# Kim wasn't me dog but she was awesome



## Banshee5 (May 23, 2014)

I used to dog sit for a friends 2 GSDs one male who was a psycho and one female who was lovely. Kim,the female wasn't my dog and i would only see her perhaps twice a year but she always remembered me and made a fuss of me. Max was adopted from a life of neglect so a little unpredictable in his nature.
On my birthday just gone they rang to tell me they had made the choice to put her to sleep to end her pain. I was so upset but it was the right choice.When I would take them on their walks she wouldn't even let my cousin walk beside me or near me or strangers even look at me.

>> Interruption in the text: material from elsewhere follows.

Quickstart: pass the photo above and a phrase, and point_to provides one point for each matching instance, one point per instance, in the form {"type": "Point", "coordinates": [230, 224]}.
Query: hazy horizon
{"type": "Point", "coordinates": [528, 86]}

She never growled or attacked,the look was enough…
I now have my own GSD of 3yrs and he's the best


----------



## sitstay (Jan 20, 2003)

It is sad for everyone who spends time with a dog. I am sorry for the loss of Kim. She sounds like she was a lovely girl.
Sheilah


----------



## Nigel (Jul 10, 2012)

Sounds like she was a great dogs and lucky she had caring people to share it with.


----------



## Nigel (Jul 10, 2012)

Nigel said:


> Sounds like she was a great dogs and lucky she had caring people to share it with.


Sorry, meant to say, she was a great dog, had a good life and lucky she had caring people to share it with. She may not have been yours, but you can still become bonded with them, sorry she passed.


----------